The Stones' mobile recording unit was driven down from England and parked outside, running cables through the windows into the basement. The lights cut out regularly. The equipment malfunctioned. There were, according to various accounts, regular small fires.
Guests arrived and never quite left. John Lennon is said to have been among them. French photographer Dominique Tarlé moved in for the duration and documented the whole spectacle with extraordinary intimacy, his photographs capturing a world of children running through grand rooms, musicians half-asleep over their instruments, and the particular quality of Mediterranean light falling through shuttered windows onto chaos. Richards' drug supply was maintained through connections with the Corsican underworld based in Marseille. The French police had the villa under surveillance for most of the summer. After the Stones departed for Jamaica to continue recording, a warrant was issued for their arrest on drug charges. All the other band members testified it was Keith's house and none of the charges stuck, though the episode ensured that France was not a country any of them were keen to return to professionally.

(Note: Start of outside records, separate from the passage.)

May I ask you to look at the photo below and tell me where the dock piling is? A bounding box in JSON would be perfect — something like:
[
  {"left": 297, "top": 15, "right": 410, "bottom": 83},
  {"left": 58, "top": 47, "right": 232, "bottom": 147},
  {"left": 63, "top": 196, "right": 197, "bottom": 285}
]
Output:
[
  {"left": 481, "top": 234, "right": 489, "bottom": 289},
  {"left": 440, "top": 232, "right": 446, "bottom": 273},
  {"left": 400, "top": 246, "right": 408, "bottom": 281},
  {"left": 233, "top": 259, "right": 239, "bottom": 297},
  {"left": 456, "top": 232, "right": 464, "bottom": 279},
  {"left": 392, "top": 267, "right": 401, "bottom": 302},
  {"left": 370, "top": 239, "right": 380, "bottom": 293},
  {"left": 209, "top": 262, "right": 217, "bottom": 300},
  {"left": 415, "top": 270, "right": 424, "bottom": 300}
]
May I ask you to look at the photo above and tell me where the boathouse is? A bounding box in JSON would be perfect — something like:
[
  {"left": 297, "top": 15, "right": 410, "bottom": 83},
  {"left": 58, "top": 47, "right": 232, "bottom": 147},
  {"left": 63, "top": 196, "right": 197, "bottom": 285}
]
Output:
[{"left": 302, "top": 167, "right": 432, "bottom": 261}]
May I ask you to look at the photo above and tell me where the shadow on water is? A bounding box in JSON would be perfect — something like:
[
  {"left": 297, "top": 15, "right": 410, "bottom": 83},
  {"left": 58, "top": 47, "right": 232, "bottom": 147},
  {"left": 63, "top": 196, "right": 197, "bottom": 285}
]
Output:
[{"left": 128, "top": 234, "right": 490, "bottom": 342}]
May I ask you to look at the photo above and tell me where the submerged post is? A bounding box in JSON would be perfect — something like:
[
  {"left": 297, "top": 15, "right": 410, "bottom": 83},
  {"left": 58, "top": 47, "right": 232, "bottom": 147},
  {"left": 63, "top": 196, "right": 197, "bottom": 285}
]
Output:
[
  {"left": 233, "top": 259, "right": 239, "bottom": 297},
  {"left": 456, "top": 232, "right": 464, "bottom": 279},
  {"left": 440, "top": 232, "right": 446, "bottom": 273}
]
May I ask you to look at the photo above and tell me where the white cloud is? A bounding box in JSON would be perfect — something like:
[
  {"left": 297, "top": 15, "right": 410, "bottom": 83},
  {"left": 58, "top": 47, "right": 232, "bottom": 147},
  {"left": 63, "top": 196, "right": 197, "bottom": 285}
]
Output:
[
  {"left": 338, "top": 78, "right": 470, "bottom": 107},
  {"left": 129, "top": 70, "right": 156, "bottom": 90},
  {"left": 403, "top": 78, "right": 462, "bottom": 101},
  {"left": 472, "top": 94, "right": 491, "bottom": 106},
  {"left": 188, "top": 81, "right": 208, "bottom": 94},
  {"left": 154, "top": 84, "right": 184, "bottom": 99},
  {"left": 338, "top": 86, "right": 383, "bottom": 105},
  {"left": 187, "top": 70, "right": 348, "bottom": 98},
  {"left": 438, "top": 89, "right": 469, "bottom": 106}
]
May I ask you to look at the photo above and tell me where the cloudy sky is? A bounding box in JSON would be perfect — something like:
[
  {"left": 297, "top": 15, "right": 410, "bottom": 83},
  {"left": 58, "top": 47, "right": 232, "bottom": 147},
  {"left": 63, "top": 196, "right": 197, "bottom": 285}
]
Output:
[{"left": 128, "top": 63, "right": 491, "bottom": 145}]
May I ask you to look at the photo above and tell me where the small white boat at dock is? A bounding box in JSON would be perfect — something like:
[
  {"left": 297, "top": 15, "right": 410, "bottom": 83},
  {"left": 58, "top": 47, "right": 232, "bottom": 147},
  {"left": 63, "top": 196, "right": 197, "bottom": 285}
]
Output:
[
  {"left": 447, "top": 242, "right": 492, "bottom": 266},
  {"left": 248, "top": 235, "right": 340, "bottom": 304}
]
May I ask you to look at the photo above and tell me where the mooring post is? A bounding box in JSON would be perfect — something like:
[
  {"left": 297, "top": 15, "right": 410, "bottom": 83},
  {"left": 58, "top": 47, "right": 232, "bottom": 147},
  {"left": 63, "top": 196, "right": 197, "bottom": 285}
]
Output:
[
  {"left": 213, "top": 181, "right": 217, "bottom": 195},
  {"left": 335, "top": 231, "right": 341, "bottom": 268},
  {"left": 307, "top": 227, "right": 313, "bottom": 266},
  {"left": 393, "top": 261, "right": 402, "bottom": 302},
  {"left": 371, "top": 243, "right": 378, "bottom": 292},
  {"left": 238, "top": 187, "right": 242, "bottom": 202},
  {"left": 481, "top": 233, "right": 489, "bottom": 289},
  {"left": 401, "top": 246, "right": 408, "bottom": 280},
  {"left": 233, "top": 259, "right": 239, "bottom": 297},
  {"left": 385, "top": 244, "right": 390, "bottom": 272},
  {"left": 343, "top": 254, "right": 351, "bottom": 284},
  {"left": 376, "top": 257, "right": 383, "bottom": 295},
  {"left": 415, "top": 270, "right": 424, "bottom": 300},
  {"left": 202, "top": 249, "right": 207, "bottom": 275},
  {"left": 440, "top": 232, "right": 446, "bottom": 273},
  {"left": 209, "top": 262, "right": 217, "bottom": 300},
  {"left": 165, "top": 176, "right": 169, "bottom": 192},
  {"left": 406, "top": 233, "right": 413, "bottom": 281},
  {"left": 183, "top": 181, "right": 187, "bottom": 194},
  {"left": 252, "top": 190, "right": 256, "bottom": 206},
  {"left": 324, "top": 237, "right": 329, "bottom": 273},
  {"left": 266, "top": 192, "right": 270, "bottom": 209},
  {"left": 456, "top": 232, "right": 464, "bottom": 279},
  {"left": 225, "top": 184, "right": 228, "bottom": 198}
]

Out of all this came a double album of raw, deeply American music: blues, gospel, soul, and rock mixed with a looseness that felt like the opposite of the controlled studio work the band had been doing. *Tumbling Dice*, *Rocks Off*, *Happy*, *Sweet Virginia*: songs that sounded like they had been excavated rather than composed, dragged out of the humidity and the chaos of those basement sessions. The South of France, paradoxically, does not much feature in the music itself. *Exile* is an album obsessed with America, with the Delta blues and the honky-tonks riffs that Keith Richards had been consuming since adolescence. The Riviera backdrop seems to have worked as a kind of pressure cooker, disconnecting the band from their English identity and their American touring machine, leaving them with nothing but each other and the music they had grown up with.
Villa Nellcôte was sold in 2006 to a Russian buyer for a reported $128 million. The new owners declined to allow the 2010 documentary *Stones in Exile* to film there. It sits behind its gates on the Avenue Louise Bordes, inaccessible to the pilgrims who still make their way to Villefranche. The address is known. The rest is behind closed doors.
The summer of 1971 on the Côte d'Azur remains one of those episodes in rock history that has grown into myth precisely because it was so unlikely. A band of tax exiles, scattered across Provence and the Riviera, finding their way each day to a crumbling mansion above a perfect bay, and making, in the most improbable circumstances, something that has lasted.